Ancak devlet hiçbir şekilde boş durmamaktadır. Bir yandan mahkum ve mecbur olduğu süreci sürdürürken, diğer yandan Kürtler üzerindeki baskıyı artırmakta hatta Kürt hareketini dizayn ederek kelle almaya çalışmaktadır. Özellikle Kobane Serhildanı sonrası oluşan iklim onun kaldıracı olmaktadır. Bu kalkışmanın ürettiği sonuçların bir daha başına gelmemesi için adeta dişle tırnakla mücadele etmektedir. Bu kalkışma sonrası yarattığı psikolojik savaş iklimini büyük bir çabayla diri tutmaya çalışmaktadır.

Özellikle Kürt hareketinin içindeki çatlaklara oynayan bir yönelimi söz konusudur. Kobane serhildanı sonrası bu kalkışmanın özellikle Kürt hareketi tarafından sahiplenilmesinde gösterilen zayıf duruşun ve kafa karışıklığının içerdeki çizgi ayrımlarından kaynaklandığı açıktır. Kürt hareketi içinde masa başı diplomasisini ve meclisi öncelik gören, devletin psikolojik tehditlerinin fazlasıyla etkisinde kalıp sokak eylemlerine sürece zarar verme gerekçesiyle mesafeli duran bir damar söz konusudur. Onlarca yurtseverin katledilmesine rağmen ve devamında Selahattin Demirtaş’a yönelik devletin yoğun ve sistemli suçlamaları ve baskıları yeterli düzeyde karşılanamaması bu damarın yarattığı kafa karışıklığından kaynaklanmaktadır. Bu durumu bizzat Selahattin Demirtaş’ta açık bir sitemle ifade etmiştir. Devletin bu çatlağın muhtevasına hakim olduğu ve buradan yüklenmeye devam ettiği görülmektedir.

 

Demokrasi retoriğiyle faşizmi yeniden üretmek!

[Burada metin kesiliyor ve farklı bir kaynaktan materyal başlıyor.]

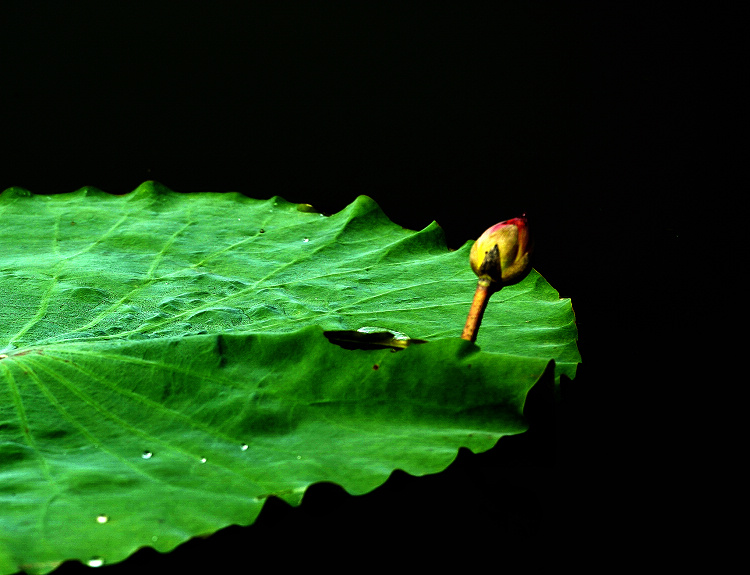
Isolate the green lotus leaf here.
[0,182,580,575]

Son olarak kamu güvenliğini sağlama amaçlı iç güvenlik yasa taslağı ile polisin ve mahkemelerin yetkilerini genişleten yasal düzenlemelere dair tartışmalar bu durumun açık göstergesidir. Selahattin Demirtaş Bugün gazetesine verdiği röportajda, “bu düzenlemenin anti demokratik olduğunu, meclisten geçmemesi için kıyameti koparacaklarını çıkması halinde ise mitinglerle, demokratik eylemlerle sokaklara çıkarak yasayı engelleyip değiştireceklerini” ifade etmiştir. Bu açıklama üzerine R. T. Erdoğan’dan, Ahmet Davutoğlu’na, ilgili bakanlardan Cemil Çiçek’e kadar devletin en üst kademelerinde ve medyada yoğun bir saldırı kampanyası başlatılmıştır.

Bu cenah “sokak, eylem” kelimelerini Kobane Serhildanı benzeri çağrı diye kodlayarak “dökülecek tek damla kanın sorumlusu Demirtaş’tır”, “Bu yaklaşım demokratik siyasetten uzaklaşmaktır”, “Müzakere sürecinin ruhuna aykırıdır”, “meclis yerine şiddete çağrıdır”, “paralel yapıyla işbirliği içinde süreci sabote etme gayreti söz konusu” gibi tam faşist zihniyetin korku ve endişelerine uygun bir tavır sergilenmiştir. Bu eksende özellikle Demirtaş’a ve Kobane serhildanına yönelik bir saldırı dalgası başlatılmıştır. Bu saldırının birçok nedeni vardır.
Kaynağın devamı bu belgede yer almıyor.